Diplomats confirmed they had been told to go to the island prison of Nusakambangan today.
The request suggests that the planned executions, including those of the two Australian ringleaders of the Bali Nine heroin-smuggling gang, are approaching.
That is despite outrage in many of the convicts’ countries of origin.
The prisoners facing execution include people from France, Nigeria and Brazil, as well as the two Australians, Andrew Chan and Myuran Sukumaran.
A tenth death row prisoner, Mary Jane Fiesta Veloso from the Philippines, was being transferred to Nusakambangan prison yesterday.
The executions have been subject to repeated delays and no execution date has yet been set – convicts must be given 72 hours’ notice. “We have been told to be there on Saturday,” an unnamed diplomat said.
“We still don’t know when the actual date of execution will happen, but we expect that it will be in days.”

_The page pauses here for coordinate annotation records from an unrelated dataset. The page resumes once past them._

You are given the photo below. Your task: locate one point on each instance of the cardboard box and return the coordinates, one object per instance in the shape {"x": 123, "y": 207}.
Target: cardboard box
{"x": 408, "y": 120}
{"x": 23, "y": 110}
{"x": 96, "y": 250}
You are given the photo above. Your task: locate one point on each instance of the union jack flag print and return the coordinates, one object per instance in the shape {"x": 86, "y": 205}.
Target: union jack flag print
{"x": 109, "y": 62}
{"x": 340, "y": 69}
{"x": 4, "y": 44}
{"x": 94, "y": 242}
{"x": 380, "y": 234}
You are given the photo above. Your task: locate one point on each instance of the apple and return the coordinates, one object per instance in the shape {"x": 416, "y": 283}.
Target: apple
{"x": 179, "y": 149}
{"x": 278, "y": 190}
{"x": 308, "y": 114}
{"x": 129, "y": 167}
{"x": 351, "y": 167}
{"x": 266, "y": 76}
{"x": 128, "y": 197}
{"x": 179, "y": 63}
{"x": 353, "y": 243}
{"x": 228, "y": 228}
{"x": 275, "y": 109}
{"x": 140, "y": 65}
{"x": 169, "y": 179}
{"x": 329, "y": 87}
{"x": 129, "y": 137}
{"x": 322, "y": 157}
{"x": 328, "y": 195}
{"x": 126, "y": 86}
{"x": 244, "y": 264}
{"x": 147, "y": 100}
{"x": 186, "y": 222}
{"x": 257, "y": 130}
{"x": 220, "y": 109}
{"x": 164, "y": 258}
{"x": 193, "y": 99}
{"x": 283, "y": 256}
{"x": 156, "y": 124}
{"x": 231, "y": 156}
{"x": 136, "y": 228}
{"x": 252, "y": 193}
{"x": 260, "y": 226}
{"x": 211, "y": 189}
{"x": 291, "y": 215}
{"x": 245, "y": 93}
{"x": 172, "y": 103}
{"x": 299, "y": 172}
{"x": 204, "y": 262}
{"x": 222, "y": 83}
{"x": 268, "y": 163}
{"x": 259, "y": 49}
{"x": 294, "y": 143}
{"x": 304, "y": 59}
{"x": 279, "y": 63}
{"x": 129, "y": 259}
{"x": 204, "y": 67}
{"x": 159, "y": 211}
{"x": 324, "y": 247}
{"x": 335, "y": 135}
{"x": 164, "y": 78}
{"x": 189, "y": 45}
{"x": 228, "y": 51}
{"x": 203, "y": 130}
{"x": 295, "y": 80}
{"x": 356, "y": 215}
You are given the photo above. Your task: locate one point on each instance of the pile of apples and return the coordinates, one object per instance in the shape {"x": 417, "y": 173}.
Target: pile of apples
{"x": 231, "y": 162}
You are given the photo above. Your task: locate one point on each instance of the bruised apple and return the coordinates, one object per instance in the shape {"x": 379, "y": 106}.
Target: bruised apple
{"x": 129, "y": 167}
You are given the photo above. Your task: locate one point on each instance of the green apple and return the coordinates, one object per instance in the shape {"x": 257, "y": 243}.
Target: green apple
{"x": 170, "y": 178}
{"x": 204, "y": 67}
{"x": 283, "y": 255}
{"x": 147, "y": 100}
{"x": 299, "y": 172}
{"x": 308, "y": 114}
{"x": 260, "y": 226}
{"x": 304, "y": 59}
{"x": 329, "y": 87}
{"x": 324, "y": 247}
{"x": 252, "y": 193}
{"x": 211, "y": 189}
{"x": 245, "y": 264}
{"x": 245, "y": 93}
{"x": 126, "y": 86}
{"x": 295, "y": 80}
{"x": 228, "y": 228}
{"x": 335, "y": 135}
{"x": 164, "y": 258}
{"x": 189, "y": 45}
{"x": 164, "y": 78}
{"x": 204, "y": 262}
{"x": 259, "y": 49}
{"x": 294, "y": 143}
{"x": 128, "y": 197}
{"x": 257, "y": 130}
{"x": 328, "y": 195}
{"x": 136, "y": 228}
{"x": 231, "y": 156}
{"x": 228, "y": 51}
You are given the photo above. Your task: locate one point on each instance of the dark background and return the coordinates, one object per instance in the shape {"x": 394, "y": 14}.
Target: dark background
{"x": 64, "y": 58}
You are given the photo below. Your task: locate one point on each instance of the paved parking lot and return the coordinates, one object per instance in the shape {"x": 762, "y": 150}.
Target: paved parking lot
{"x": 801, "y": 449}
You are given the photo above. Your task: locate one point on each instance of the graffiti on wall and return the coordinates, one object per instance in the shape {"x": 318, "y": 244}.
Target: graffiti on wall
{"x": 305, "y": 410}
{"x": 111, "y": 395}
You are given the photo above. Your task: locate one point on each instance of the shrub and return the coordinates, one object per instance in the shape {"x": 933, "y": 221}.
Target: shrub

Indonesia has faced heavy criticism from the countries whose nationals are facing execution.
Australia has mounted a strong diplomatic campaign on behalf of Chan and Sukumaran, while their families have argued they are reformed characters and should be shown mercy.
The pair had clemency appeals rejected by Indonesian president Joko Widodo earlier this year.
President Francois Hollande has warned that the execution of French defendant Serge Areski Atlaoui could damage relations with Indonesia, while Philippines vice-president Jejomar Binay renewed a call for clemency for Veloso, who says she was duped into carrying drugs, at a meeting with his Indonesian counterpart on Thursday.
It is understood the diplomats have been summoned to hear details about procedural aspects of the executions.
Earlier, a spokesman for Indonesia’s attorney general’s office said prosecutors had been told to begin making their preparations for the executions.
Tony Spontana said he hoped the single outstanding judicial case that Jakarta recognises –concerning the sole Indonesian convict – would be resolved “as soon as possible so that we will have a chance to determine the D-Day of the executions”.
Other convicts have filed appeals in the courts, but Indonesian authorities say judicial avenues have been exhausted.
Leonard Arpan, an Indonesian lawyer for the Australian pair, expressed concern over the latest developments. “I am hoping that the Indonesian government will respect the ongoing legal proceedings and not make a decision on executions until these proceedings have finished,” he said.
“We’ve filed the constitutional court challenge for the Bali Nine and we are waiting for a result.”
Mr Arpan said he had spoken to the two Australians – who were sentenced to death in 2006 – earlier in the week.
“They are in good spirits. We understand that their families are on their way to Indonesia,” he said.